I did a little research today on how Juliano may be doing his raw coffee. Let me step back a moment though, and give you some history. I have mentioned in the past that my husband and I have always enjoyed having coffee together. It is not so much the flavor, but the ritual behind it, etc. Well, this weekend a package was delivered to us that had a home coffee roaster that my husband had purchased. I learned a lot about the process of roasting coffee by experimenting with him this weekend with the roaster. Now, of course, roasting is obviously not raw. But, in the mean time, I took some of the green coffee beans and soaked them for twenty four hours, and then sprouted them. This morning I took the sprouted beans and ground them up in a clean coffee grinder, and to my surprise, they were brown on the inside! (Also I should mention that after I was done soaking them, the water was turquoise!). I put the green grounds into a a cup and heated water to just 90 degrees and then poured the water over the beans to let them “brew”. After 10 min. I poured the brew through a nut milk bag to strain off the coffee grounds. The coffee was much weaker, but still tasted like coffee, but without the bitter flavor.
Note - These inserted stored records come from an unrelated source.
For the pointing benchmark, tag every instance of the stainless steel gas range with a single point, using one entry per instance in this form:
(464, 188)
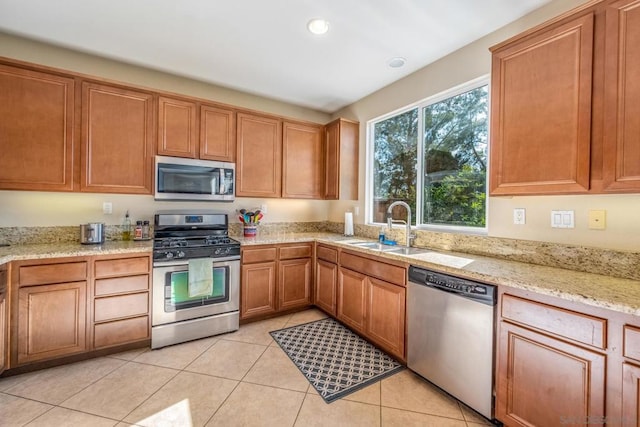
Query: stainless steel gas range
(196, 277)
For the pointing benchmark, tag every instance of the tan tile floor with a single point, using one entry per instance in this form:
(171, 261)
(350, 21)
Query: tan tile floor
(237, 379)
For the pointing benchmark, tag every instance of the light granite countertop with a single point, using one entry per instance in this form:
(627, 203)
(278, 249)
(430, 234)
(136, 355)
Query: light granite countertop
(57, 250)
(622, 295)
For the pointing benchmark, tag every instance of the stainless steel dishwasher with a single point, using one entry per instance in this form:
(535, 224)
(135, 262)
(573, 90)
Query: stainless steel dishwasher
(450, 335)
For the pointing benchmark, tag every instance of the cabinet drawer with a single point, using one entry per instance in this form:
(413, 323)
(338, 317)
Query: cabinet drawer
(258, 255)
(119, 285)
(52, 273)
(121, 331)
(121, 306)
(564, 323)
(121, 266)
(328, 254)
(631, 342)
(390, 273)
(298, 251)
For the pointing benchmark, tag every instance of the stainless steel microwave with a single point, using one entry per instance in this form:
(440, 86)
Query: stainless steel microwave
(190, 179)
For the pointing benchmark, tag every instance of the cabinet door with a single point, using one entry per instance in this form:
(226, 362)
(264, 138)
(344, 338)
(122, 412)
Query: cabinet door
(36, 130)
(541, 112)
(326, 286)
(302, 161)
(51, 321)
(386, 315)
(258, 289)
(631, 395)
(294, 283)
(352, 301)
(622, 91)
(341, 160)
(177, 130)
(258, 156)
(217, 134)
(3, 320)
(547, 382)
(117, 140)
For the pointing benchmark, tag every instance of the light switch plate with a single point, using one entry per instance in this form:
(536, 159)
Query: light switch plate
(562, 219)
(519, 216)
(597, 219)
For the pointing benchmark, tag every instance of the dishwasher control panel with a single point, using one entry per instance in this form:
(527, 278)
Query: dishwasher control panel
(463, 287)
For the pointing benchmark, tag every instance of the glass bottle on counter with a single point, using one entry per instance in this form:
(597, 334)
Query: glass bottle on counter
(145, 230)
(137, 235)
(126, 227)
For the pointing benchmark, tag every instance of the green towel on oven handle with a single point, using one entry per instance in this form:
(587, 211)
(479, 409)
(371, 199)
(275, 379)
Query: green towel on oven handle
(200, 277)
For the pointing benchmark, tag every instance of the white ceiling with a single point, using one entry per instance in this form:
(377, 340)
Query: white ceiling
(263, 46)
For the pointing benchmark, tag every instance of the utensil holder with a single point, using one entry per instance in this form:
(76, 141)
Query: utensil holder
(250, 230)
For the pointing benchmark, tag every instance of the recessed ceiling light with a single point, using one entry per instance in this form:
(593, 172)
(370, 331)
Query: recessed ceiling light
(318, 26)
(396, 62)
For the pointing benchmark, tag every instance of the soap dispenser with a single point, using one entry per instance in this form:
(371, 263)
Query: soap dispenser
(126, 227)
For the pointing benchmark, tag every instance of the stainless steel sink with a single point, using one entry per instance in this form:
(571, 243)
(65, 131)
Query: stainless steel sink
(371, 245)
(403, 250)
(392, 249)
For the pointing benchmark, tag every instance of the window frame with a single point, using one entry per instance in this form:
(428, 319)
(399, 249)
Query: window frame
(478, 82)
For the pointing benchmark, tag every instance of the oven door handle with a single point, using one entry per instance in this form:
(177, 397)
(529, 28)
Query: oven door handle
(186, 261)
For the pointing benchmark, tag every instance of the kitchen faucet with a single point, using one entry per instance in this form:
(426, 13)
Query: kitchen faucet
(390, 221)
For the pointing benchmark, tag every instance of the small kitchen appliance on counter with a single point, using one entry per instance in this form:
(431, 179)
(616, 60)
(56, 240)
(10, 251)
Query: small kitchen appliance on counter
(196, 277)
(92, 233)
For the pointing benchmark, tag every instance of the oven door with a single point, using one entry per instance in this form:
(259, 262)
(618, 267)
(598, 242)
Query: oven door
(171, 300)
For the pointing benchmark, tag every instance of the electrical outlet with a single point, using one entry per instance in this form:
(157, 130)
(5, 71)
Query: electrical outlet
(597, 219)
(519, 216)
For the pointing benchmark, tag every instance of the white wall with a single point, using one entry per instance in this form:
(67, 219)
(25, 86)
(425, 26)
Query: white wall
(26, 208)
(468, 63)
(33, 208)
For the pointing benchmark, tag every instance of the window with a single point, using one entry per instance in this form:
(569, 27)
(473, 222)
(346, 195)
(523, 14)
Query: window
(434, 157)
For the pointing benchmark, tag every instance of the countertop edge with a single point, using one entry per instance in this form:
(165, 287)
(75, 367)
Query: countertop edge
(617, 294)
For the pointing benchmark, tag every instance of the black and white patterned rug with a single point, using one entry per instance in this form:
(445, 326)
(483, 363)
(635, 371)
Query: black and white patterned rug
(335, 360)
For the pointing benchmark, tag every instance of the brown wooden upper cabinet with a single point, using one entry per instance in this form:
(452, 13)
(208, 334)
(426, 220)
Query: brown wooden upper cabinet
(302, 161)
(622, 92)
(189, 129)
(117, 140)
(258, 156)
(36, 130)
(341, 160)
(564, 114)
(541, 111)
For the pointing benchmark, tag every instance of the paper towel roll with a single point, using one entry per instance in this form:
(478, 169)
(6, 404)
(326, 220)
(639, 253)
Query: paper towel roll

The lack of bitter flavor made me wonder about the caffeine content of the green coffee, since regular coffee gets it’s bitterness fromt he caffeine. So after doing some research on google, I found a way to decaf. green beans using only water, called the Swiss System. I think that soaking the beans might have done a sort of natural decaf. process, of course there is no way for me to measure this.
Supposedly, the Swiss System is a “natural” way to decaf. green coffee beans (natural in the sense that it doesn’t use chemicals and only water). It is unclear though at what temp the water is in the Swiss System. But, if just soaking the green beans extracts the caffeine, and then you carefully monitor the water temp used to make the coffee, I think we might just have found the key to Julianos raw coffee!
Here is a link to the Swiss System website that has both a video and narrative explanation of the process: http://www.swisswater.com/decaf/process
I would love other’s knowlege, thoughts, and experiences with this…especially if you have tasted Juliano’s raw coffee at his restaurant!